Abstract

The purpose of this two-part monograph is to present a tutorial on set partition coding, with emphasis and examples on image wavelet transform coding systems, and describe their use in modern image coding systems. Set partition coding is a procedure that recursively splits groups of integer data or transform elements guided by a sequence of threshold tests, producing groups of elements whose magnitudes are between two known thresholds, therefore, setting the maximum number of bits required for their binary representation. It produces groups of elements whose magnitudes are less than a certain known threshold.

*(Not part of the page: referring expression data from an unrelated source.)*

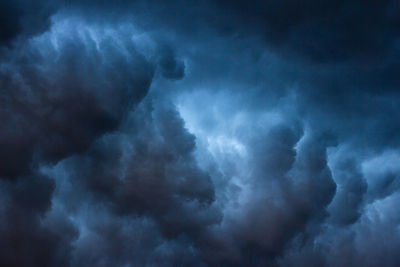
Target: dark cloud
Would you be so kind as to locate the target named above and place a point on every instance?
(215, 133)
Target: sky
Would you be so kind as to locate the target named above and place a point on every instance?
(199, 133)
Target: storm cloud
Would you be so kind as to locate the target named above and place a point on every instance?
(212, 133)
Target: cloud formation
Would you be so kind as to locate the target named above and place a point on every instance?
(220, 133)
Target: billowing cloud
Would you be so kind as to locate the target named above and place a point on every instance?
(218, 133)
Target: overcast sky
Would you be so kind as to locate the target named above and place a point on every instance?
(199, 133)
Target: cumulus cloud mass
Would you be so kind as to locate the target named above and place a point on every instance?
(199, 133)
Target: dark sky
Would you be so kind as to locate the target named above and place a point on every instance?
(199, 133)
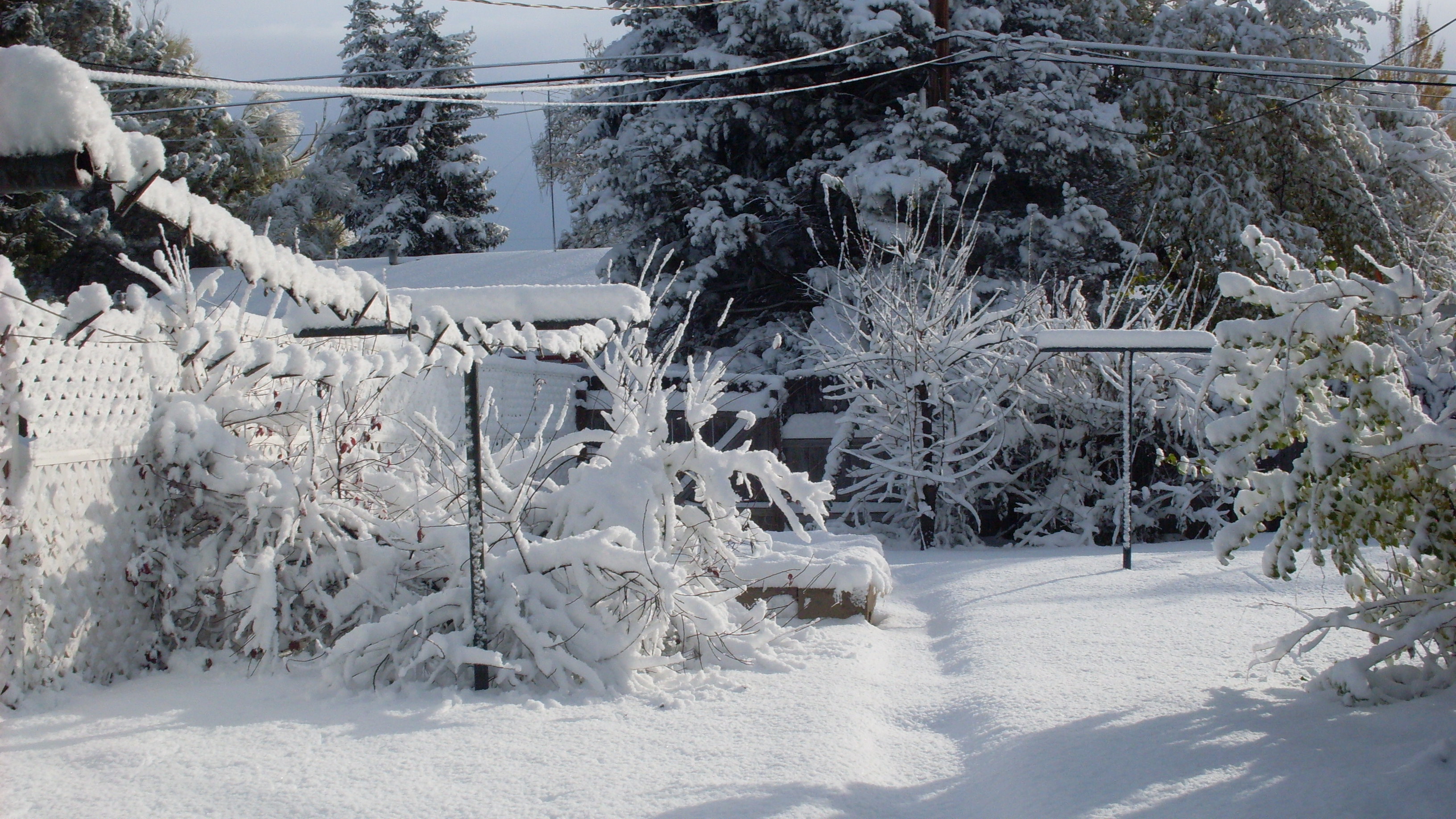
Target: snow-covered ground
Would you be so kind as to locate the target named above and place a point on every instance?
(999, 684)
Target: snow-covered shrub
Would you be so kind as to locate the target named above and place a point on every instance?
(1362, 375)
(298, 506)
(309, 518)
(954, 417)
(629, 562)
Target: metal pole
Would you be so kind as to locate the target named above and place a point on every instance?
(1127, 463)
(475, 505)
(930, 490)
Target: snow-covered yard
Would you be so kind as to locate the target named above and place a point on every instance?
(1020, 684)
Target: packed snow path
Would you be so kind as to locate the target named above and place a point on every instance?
(1001, 684)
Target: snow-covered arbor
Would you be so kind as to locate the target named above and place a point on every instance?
(283, 499)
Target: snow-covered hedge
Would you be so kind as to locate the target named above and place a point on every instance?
(1361, 373)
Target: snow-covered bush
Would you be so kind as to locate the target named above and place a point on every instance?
(298, 508)
(1359, 373)
(959, 423)
(629, 563)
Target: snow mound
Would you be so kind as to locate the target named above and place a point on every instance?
(1151, 340)
(844, 563)
(573, 266)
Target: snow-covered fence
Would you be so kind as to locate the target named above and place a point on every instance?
(76, 502)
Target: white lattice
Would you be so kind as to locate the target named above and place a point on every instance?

Therefore, the number of bits for representing an element in a particular group is no more than the base-2 logarithm of its threshold rounded up to the nearest integer. SPIHT (Set Partitioning in Hierarchical Trees) and SPECK (Set Partitioning Embedded blocK) are popular state-of-the-art image coders that use set partition coding as the primary entropy coding method. JPEG2000 and EZW (Embedded Zerotree Wavelet) use it in an auxiliary manner. Part I elucidates the fundamentals of set partition coding and explains the setting of thresholds and the block and tree modes of partitioning. Algorithms are presented for the techniques of AGP (Amplitude and Group Partitioning), SPIHT, SPECK, and EZW. Numerical examples are worked out in detail for the latter three techniques. Part II describes various wavelet image coding systems that use set partitioning primarily, such as SBHP (Subband Block Hierarchical Partitioning), SPIHT, and EZBC (Embedded Zero-Block Coder). The basic JPEG2000 coder is also described. The coding procedures and the specific methods are presented both logically and in algorithmic form, where possible. Besides the obvious objective of obtaining small file sizes, much emphasis is placed on achieving low computational complexity and desirable output bitstream attributes, such as embeddedness, scalability in resolution, and random access decodability. This monograph is extracted and adapted from the forthcoming textbook entitled Digital Signal Compression: Principles and Practice by William A. Pearlman and Amir Said, Cambridge University Press, 2009.